In tale contesto, è compito della politica economica governare la struttura degli incentivi (cioè la consistenza dei costi e dei benefici associati alle diverse alternative) al fine di ottimizzare la divisione del lavoro tra produzione domestica e produzione per il mercato. L’ineguale ripartizione del lavoro tra i sessi attualmente osservata ostacola infatti l’allocazione ottimale di una risorsa scarsa e preziosa in ogni contesto sociale rilevante: il talento (o abilità innata, o intelligenza) di cui ciascun agente economico è naturalmente e specificamente dotato. Ciò accade ogni volta che l’allocazione ottimale del tempo e dell’energia considerate nel primo modello entrano in conflitto con l’allocazione ottimale dell’intelligenza, rendendo di conseguenza socialmente inefficiente l’allocazione complessiva delle risorse, e generando in tal modo un prodotto effettivo minore di quello potenziale.

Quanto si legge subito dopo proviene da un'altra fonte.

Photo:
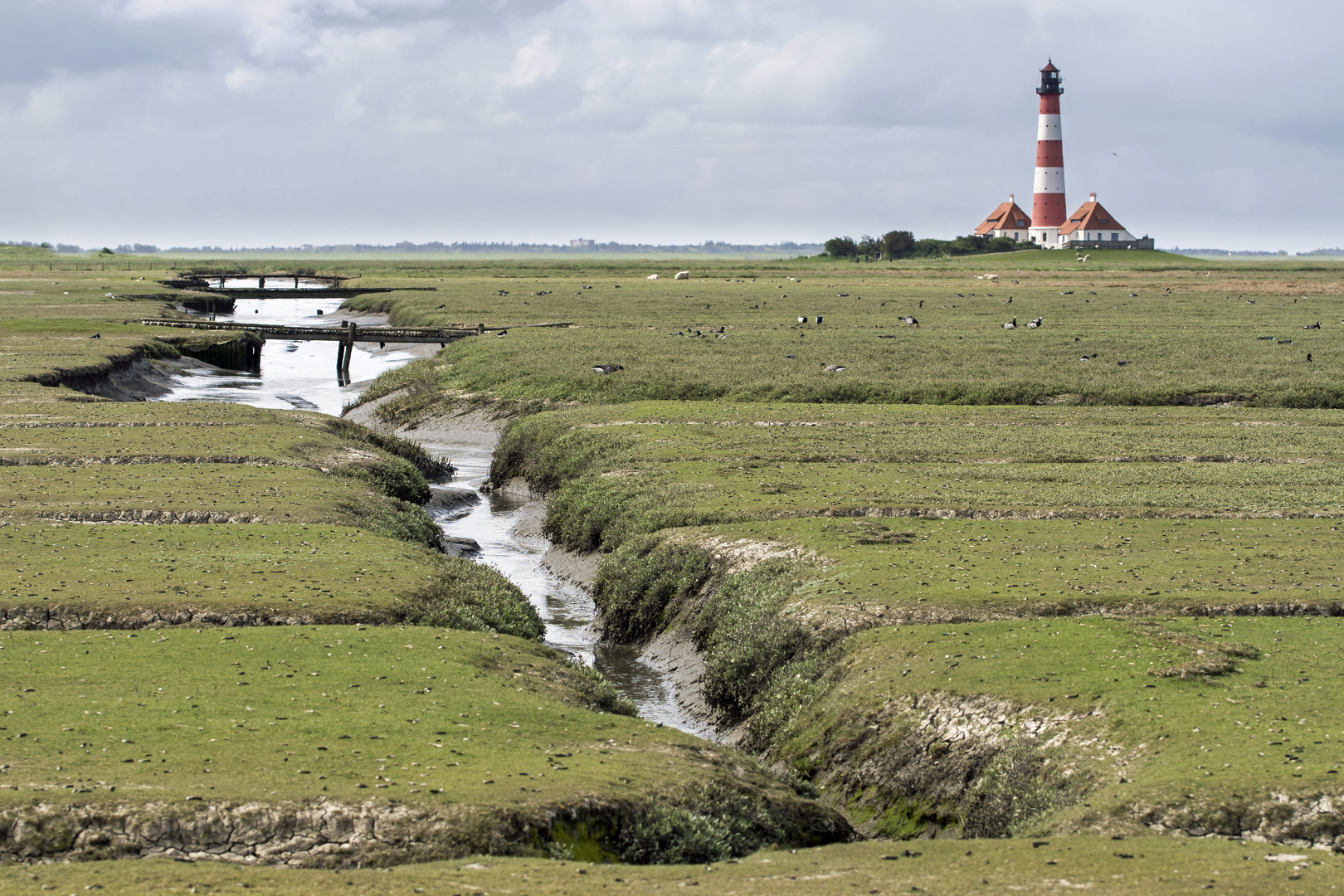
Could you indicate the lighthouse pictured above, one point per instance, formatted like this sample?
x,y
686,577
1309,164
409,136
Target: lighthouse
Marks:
x,y
1047,203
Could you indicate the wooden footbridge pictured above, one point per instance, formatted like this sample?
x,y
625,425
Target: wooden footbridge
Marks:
x,y
347,334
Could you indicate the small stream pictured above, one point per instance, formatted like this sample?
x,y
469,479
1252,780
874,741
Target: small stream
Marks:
x,y
303,375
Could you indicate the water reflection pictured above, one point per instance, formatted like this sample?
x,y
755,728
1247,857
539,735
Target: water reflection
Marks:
x,y
293,373
303,375
566,607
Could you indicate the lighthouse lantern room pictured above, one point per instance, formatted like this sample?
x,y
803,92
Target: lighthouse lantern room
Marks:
x,y
1047,202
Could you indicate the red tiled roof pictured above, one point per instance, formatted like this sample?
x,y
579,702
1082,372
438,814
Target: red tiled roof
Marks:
x,y
1090,215
1004,218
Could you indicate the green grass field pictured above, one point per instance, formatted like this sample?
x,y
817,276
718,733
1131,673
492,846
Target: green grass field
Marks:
x,y
1071,583
1136,867
422,713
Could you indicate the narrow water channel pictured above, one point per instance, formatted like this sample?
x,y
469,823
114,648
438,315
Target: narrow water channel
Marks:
x,y
303,375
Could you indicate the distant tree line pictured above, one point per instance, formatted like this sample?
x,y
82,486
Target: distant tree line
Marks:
x,y
709,247
902,243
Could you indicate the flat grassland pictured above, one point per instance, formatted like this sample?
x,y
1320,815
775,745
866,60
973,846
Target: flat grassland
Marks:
x,y
952,579
295,713
1103,865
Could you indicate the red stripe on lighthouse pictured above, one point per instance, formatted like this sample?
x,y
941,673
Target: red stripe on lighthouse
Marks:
x,y
1047,202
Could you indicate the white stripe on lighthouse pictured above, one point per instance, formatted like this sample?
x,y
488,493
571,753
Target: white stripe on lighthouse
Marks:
x,y
1049,180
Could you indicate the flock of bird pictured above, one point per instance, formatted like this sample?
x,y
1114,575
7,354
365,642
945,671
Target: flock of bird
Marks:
x,y
908,320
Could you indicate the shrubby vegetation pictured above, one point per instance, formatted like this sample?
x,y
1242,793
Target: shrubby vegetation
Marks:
x,y
468,596
901,243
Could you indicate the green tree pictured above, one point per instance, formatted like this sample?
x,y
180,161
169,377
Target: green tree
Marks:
x,y
898,243
841,247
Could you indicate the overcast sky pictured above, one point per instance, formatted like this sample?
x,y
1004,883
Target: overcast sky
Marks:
x,y
251,123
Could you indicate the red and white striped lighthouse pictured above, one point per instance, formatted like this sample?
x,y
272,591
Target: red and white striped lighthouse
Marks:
x,y
1047,202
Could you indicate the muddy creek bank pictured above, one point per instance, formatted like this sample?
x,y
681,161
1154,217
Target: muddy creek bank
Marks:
x,y
504,524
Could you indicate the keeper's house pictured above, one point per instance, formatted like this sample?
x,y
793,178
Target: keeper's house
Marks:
x,y
1094,227
1007,221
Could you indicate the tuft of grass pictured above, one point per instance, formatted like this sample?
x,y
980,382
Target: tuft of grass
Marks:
x,y
468,596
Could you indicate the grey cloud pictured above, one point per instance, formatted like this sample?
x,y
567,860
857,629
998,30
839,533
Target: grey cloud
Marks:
x,y
683,119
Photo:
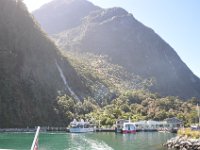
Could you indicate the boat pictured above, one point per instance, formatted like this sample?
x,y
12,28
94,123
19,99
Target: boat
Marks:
x,y
125,126
81,126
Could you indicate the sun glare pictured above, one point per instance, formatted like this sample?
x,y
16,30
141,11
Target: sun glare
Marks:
x,y
34,4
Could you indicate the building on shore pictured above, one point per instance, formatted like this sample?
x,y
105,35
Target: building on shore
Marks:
x,y
168,124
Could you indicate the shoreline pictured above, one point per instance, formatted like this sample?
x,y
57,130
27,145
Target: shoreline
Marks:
x,y
182,143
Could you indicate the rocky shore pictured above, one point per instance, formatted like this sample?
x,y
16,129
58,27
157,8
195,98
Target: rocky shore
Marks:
x,y
183,143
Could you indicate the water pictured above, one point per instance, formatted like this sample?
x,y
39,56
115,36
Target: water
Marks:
x,y
86,141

Dal punto di vista normativo, pertanto, sono auspicabili sia le politiche a favore della produzione familiare (cioè di condivisione e conciliazione), sia le politiche che incentivano la partecipazione femminile al mercato del lavoro (cioè di occupabilità e pari opportunità). I provvedimenti di entrambi i tipi devono essere proposti in modo complementare, e non conflittuale, al fine di allocare in modo ottimale le risorse umane di cui la società dispone. In particolare, come auspica l’economia di genere, tali provvedimenti devono perseguire il riequilibrio della struttura degli incentivi al fine di allocare in modo ottimale il talento (o intelligenza, o abilità innata) di cui entrambi i generi sono dotati in egual misura.

Prof, non è proprio chiarissimo … può fare un esempio?

Un esempio di cosa?

Della domanda che ci farà all’esame …

Perché la partecipazione femminile al mercato del lavoro è così bassa in Italia?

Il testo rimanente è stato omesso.